The figure struck me like a cold wind off the Rideau Canal – 3.2 million homes. That’s what Canada needs to build to solve our housing crisis, according to Parliamentary Budget Officer Yves Giroux’s latest bombshell report released yesterday.
I’ve covered housing policy for nearly a decade, but seeing this number quantified so starkly brings home the magnitude of what many Canadians already feel in their daily lives. From Vancouver Island to Cape Breton, families are stretching budgets thinner while dreams of homeownership slip further away.
“We’re beyond the point of incremental solutions,” Giroux told me during a brief phone interview after the report’s release. “Canada faces a structural deficit in housing that affects economic stability, social mobility, and ultimately, our national prosperity.”
The PBO analysis shows the housing shortage has worsened dramatically since 2019, when estimates suggested a 1.8 million unit gap. The near-doubling of this figure reflects both population growth and the failure of construction to keep pace with demand.
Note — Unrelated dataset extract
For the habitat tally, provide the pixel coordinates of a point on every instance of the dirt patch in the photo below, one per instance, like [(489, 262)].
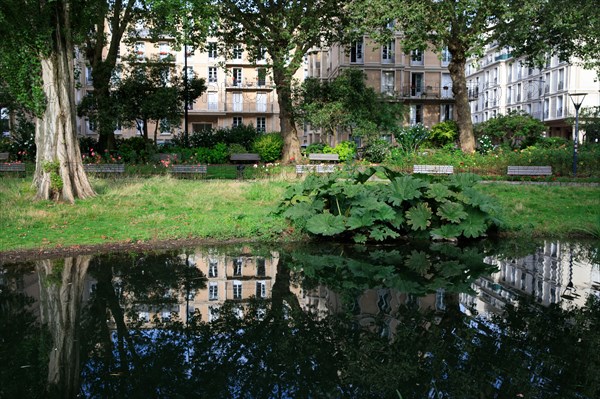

Walking through Toronto’s Liberty Village last week, I met Shauna Mackenzie, a nurse who commutes 90 minutes each way to her downtown hospital job. “My parents bought their house for three times my dad’s annual salary,” she said, leaning against the railing of her 450-square-foot rental balcony. “I make a good living, but I’m paying almost 50% of my income for this apartment. How does anyone get ahead?”
Her story isn’t unique. According to Statistics Canada data released alongside the PBO report, approximately 34% of Canadian households now spend more than the recommended 30% of income on housing costs – up from 24% a decade ago.
The regional variations tell an important story too. While Vancouver and Toronto continue to face the most severe affordability challenges, mid-sized cities like Kelowna, Halifax, and London, Ontario have seen some of the steepest percentage increases in housing costs relative to income.
Minister of Housing Sean Fraser acknowledged the severity of the findings at yesterday’s press conference. “This report confirms what Canadians already know – we need to build more homes, faster,” Fraser said. “That’s why our government has committed to eliminating barriers to construction and investing in purpose-built rental housing.”
But opposition critics were quick to point out that the current pace of construction – approximately 250,000 housing starts annually – falls dramatically short of what’s needed to close the gap in any reasonable timeframe.
“At our current rate, it would take nearly 13 years to build the homes we needed yesterday,” said Conservative housing critic Pierre Poilievre during Question Period. “Meanwhile, thousands more newcomers arrive each month needing places to live. The math simply doesn’t work.”
The report identifies several factors contributing to the crisis. Restrictive municipal zoning laws, lengthy approval processes, and skilled labor shortages all constrain new housing development. But the PBO also highlights a less discussed factor: the financialization of housing.
“Approximately 20% of residential properties in major urban centers are now owned by investors rather than occupants,” the report states. “This shifts the market dynamic from homes as places to live toward assets for wealth accumulation.”
For community advocates like Mei Lin Wong of the Housing Rights Coalition, this finding validates what they’ve been saying for years. “We’re not just facing a supply issue,” Wong explained when I called her for comment. “We’re witnessing the consequences of treating housing primarily as an investment vehicle rather than a basic need.”
The report offers several potential paths forward, including federal incentives for municipalities to update zoning laws, targeted tax measures to discourage speculative ownership, and major investments in non-market housing like co-ops and community land trusts.
At Montreal’s McGill University, urban planning professor Robert Dubois suggests we need to think beyond simply building more of the same. “The 3.2 million figure represents not just a quantity issue but a mismatch between what we’re building and what people actually need,” he told me. “We’re constructing luxury condos while families need three-bedroom apartments.”
The timing of this report is particularly significant as Parliament prepares to debate the upcoming federal budget. Sources within the government, speaking on background, indicate that housing will receive “unprecedented attention” in the financial plan expected next month.
For ordinary Canadians like Dev Patel, a software engineer I met at an Ottawa housing forum last month, the solutions can’t come soon enough. “My wife and I earn good salaries, but we’ve been outbid on seven houses,” he said. “Each time, we stretch our budget further, but it’s never enough. We’re thinking about leaving Canada altogether.”
That sentiment reflects a growing concern among economists that the housing crisis threatens Canada’s ability to attract and retain talent. RBC’s latest economic outlook warns that housing affordability has become “a significant competitive disadvantage” for Canadian cities in the global talent marketplace.
As I finished writing this piece, I received a text message from Shauna, the nurse from Liberty Village. “Just got notice my rent is going up another 5.5% in March,” she wrote. “I’m looking at jobs in Calgary now.”
Her message underscores what the PBO report makes clear: Canada’s housing crisis isn’t just about numbers on a page. It’s about the daily reality and future prospects of millions of Canadians whose lives are increasingly shaped by where they can afford to live – or whether they can afford to live here at all.